Vonnis waarvan beroep

Het hof verenigt zich met het vonnis waarvan beroep en zal dit derhalve bevestigen met dien verstande dat het hof ook artikel 63 van het Wetboek van Strafrecht aanhaalt bij de toepasselijke wettelijke voorschriften, de bewijsmiddelen 1 en 3 van de politierechter vervangt door het hiernavolgende en ambtshalve een overweging wijdt aan de redelijke termijn.

Bewijsmiddelen

1. Een niet ondertekend proces-verbaal van aangifte van 1 oktober 2022, opgemaakt door de bevoegde opsporingsambtenaar (doorgenummerde pagina’s 01-02).
3. Een proces-verbaal van verhoor verdachte van 2 oktober 2022, in de wettelijke vorm opgemaakt door de bevoegde opsporingsambtenaar (doorgenummerde pagina’s 25-28).

Redelijke termijn

Het hof stelt voorop dat elke verdachte recht heeft op een behandeling van zijn zaak binnen een redelijke
termijn. Deze in artikel 6 van het Europees Verdrag tot bescherming van de Rechten van de Mens en de fundamentele vrijheden (EVRM) neergelegde waarborg strekt ertoe te voorkomen dat een verdachte
onnodig lang onder de dreiging van een strafvervolging zou moeten leven.
De redelijke termijn is aangevangen met het eerste politieverhoor van de verdachte op 2 oktober 2022. De redelijke termijn van 2 jaren is in eerste aanleg niet overschreden, omdat vonnis is gewezen op 22 november 2022. In hoger beroep is de redelijke termijn aangevangen met de appelakte op 23 november 2022 en is deze termijn geëindigd met dit arrest van 16 mei 2025, waarmee de redelijke termijn van 2 jaren met ruim 5 maanden is overschreden.
Nu het hof de door de politierechter opgelegde gevangenisstraf voor de duur van 2 weken passend acht en gelet op de hoogte van die straf, volstaat het hof met de constatering dat de redelijke termijn in hoger beroep is overschreden.

BESLISSING

Het hof:
Bevestigt het vonnis waarvan beroep met inachtneming van het hiervoor overwogene.

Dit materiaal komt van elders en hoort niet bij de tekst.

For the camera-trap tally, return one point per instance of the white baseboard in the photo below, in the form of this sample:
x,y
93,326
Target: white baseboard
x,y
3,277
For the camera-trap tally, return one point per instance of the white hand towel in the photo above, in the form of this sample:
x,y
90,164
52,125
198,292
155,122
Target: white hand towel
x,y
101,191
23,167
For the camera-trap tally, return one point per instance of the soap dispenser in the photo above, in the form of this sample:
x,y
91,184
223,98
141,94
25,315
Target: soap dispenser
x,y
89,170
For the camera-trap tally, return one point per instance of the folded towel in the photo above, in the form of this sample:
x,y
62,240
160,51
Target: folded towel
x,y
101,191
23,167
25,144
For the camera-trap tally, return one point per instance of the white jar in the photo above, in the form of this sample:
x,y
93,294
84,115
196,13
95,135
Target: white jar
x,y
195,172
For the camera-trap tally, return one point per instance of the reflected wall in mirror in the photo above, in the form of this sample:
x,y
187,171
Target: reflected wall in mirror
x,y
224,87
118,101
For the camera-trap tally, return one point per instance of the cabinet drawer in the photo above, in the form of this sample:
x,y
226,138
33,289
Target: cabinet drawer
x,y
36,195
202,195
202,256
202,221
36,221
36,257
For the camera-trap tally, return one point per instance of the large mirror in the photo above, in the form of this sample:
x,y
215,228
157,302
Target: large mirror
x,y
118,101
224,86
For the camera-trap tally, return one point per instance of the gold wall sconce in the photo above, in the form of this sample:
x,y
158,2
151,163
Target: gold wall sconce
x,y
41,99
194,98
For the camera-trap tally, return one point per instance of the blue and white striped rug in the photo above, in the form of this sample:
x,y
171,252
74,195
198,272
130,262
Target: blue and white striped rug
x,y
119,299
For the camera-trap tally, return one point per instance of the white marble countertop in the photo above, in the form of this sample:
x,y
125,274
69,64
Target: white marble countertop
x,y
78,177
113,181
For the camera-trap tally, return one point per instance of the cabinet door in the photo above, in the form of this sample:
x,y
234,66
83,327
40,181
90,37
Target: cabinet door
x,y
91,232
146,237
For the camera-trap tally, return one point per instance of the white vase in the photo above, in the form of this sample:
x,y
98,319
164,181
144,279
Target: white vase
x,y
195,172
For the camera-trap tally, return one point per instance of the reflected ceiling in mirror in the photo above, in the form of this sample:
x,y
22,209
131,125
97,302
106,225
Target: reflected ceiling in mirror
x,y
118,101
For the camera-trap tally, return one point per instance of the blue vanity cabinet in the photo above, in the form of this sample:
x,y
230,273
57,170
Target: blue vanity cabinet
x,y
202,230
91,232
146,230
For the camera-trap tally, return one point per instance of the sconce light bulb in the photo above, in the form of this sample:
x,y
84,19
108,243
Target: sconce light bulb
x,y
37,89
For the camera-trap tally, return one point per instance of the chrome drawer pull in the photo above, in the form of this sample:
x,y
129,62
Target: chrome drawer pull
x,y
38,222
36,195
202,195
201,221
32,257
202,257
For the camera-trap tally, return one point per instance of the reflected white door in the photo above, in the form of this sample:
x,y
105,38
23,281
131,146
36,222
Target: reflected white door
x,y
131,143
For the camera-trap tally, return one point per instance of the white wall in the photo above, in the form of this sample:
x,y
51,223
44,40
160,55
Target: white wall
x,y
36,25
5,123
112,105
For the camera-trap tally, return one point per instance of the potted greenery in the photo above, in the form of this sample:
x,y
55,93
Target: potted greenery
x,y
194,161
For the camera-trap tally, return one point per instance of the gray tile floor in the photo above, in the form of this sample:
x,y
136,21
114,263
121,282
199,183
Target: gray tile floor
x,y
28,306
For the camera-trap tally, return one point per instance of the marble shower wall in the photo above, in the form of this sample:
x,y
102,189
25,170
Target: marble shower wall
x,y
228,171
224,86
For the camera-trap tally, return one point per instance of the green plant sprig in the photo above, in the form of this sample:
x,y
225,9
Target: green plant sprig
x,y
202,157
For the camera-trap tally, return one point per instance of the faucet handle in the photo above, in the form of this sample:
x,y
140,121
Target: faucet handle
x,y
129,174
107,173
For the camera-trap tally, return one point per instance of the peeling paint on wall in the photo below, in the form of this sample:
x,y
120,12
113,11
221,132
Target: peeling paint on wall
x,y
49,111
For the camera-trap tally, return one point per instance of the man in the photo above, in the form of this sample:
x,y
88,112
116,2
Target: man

Dit arrest is gewezen door de meervoudige strafkamer van het gerechtshof Amsterdam, waarin zitting hadden mr. W.S. Ludwig, mr. H.A. van Eijk en mr. M.C. van der Mei, in tegenwoordigheid van mr. N.M. Simons, griffier, en is uitgesproken op de openbare terechtzitting van dit gerechtshof van

16 mei 2025.
Mr. H.A. van Eijk en mr. M.C. van der Mei zijn buiten staat dit arrest mede te ondertekenen.
=========================================================================
[…]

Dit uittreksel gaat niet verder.